Rozdział 269 Wbić klin między nich (część pierwsza)
Kate pobiegła prosto do rezydencji księcia Matthew, w towarzystwie swojej świty strażników. Przez jej umysł przelatywały najróżniejsze scenariusze, każdy gorszy od poprzedniego, i niemal wyważyłaby bramę w pośpiechu, by dotrzeć na miejsce. Ale gdy tam dotarła, bramy były szeroko otwarte, a po obu stronach stało tylko dwóch strażników. Jej ostentacyjna obecność przestraszyła strażników, którzy natychmiast uciekli do środka, by zgłosić, że przybyła.

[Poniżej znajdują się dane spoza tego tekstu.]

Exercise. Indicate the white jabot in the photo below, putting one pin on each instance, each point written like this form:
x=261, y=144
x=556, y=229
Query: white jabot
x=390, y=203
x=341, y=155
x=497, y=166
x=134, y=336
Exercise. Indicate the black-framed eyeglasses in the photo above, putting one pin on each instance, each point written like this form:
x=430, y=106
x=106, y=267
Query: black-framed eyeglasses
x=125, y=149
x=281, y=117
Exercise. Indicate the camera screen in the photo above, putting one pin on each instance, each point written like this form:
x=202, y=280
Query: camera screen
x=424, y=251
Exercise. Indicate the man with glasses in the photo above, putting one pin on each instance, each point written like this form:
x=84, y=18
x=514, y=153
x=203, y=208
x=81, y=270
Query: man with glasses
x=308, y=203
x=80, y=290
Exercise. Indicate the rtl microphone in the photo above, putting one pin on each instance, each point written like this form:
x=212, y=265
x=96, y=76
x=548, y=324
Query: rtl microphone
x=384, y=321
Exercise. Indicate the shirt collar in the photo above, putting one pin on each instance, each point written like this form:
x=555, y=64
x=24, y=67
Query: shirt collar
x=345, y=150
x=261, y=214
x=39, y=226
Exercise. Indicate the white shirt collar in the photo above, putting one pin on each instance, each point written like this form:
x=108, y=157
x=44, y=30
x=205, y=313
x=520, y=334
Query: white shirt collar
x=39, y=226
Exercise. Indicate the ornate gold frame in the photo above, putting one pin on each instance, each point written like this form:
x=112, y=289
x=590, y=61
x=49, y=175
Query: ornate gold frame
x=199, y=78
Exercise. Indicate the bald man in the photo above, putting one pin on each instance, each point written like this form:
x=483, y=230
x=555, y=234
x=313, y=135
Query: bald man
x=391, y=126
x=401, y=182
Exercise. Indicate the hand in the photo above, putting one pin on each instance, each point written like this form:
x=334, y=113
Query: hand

Kate władczym gestem ręki nakazała swoim ludziom, aby poszli za nią. Ich planem było zaskoczenie rezydencji księcia Matthew, ale ona nigdy nie zapomniała o swoim prawdziwym celu: Harper. Gdy już przeszli przez obwód, poszli prosto na podwórko.
Jednak gdy tylko skręcili za zakręt i weszli na podwórko, czekała ich niespodzianka. Znaleźli Matthew i Harper siedzących w ogrodzie, a Harper przytuloną do niego. Nie przeszkadzał jej ich wygląd, po prostu uśmiechała się, podpierając brodę ręką, do intruzów.